Tremelo/vibrato can be stylistic or masking; blending or highlighting.

Genre will also dictate which of these may be 'compulsory' for that style.

Opera, for instance, appears to make it almost mandatory [not a genre I'm a fan of]
I've heard many instances where the trem/vib is used to hide the fact the singer really would not otherwise be able to hold the pitch. [citations if necessary, but I don't want to point the finger]

Once you move to more modern styles - anything 20th century or newer - the stylistic aspect softens, but may still be 'compulsory' for that style.

Think Bing Crosby [still not my favourite genre but the guy could sing!]
There is a gentle increase over longer notes, softening & blurring the perceived pitch.

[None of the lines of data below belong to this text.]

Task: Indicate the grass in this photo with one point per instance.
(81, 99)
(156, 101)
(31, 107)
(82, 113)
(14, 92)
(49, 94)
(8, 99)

Using this style of vocal in a choral or backing vocal aspect will broaden the perceived 'size' of the 'choir'. The human ear likes broad, even an untrained ear.
A trained ear, or someone [me] with very little tolerance for tuning inaccuracies can hear the 'centre' of the sought-after note without cringing or leaving the room.

In the past 20 [maybe even 40] years, zero-trem/vib has been more common, for untrained singers who simply never learned to do it, never thought it necessary, or simply use it more judiciously. [Example: Tom York, Radiohead - seems to choose not to use vib, but can when he wants, to good effect.]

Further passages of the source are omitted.